Fantastic news: From the opening title sequence to the closing credits this may be one of Paramount’s best 4K presentations of a catalog title – nearly on par with “Top Gun” and “Raiders of the Lost Ark.” Natural film grain dances across the screen bringing cinematic texture and structure throughout. The contrast levels are also very well balanced, providing full and detailed highlights, mid-tones, and shadows. Colors are natural and not oversaturated. The previous Blu-ray edition was plagued with waxy faces and minimal film grain – signs of using an old and tired 2K master, and DNR.

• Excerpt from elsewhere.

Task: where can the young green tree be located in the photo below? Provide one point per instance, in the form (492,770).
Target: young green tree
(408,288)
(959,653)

This terrific new presentation points out that everyone from director Brian De Palma to the restoration team made sure the original 35mm camera negative (2.35:1 aspect ratio) captured with anamorphic Panavision lens was properly preserved over the last three decades, and scanned and mastered in true 4K. Plus, the technicians supervising the HDR grading (HDR10 & Dolby Vision) and film grain management left the grain intact as much as possible. From the striking wide shots by cinematographer Stephen H. Burum (“The Outsiders,” “Mission: Impossible”) to the trademark De Palma close-ups, every scene has excellent clarity. You won’t be disappointed.

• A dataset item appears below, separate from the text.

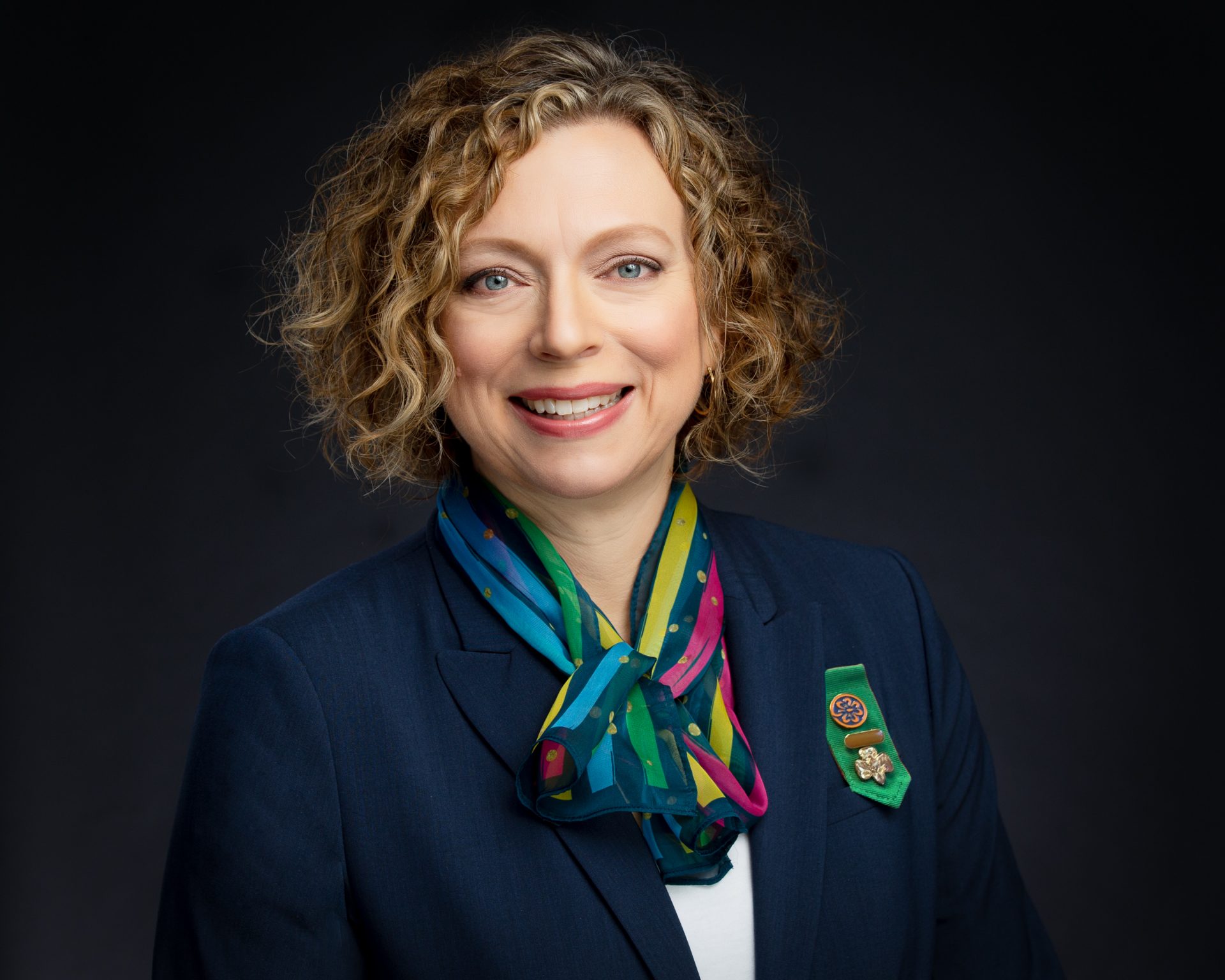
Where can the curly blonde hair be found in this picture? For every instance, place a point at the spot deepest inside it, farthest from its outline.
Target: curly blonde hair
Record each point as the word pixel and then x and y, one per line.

(1&2) The opening overhead shot as the camera moves closer toward Al Capone (Robert De Niro). (3-5) Capone’s man set off a bomb inside a small cafe at the corner of N. Clark Street and W. Roscoe Street, which killed a 10-year-old girl.
The audio has also received a top-notch upgrade to an eight-channel Dolby Atmos, giving composer Ennio Morricone’s Oscar-nominated score a full dynamic soundstage from front and to height speakers. Environmental effects and gun blasts are delivered to all speakers creating a fully enveloping experience. The bass response is deep and felt, while the dialogue is clear and centered.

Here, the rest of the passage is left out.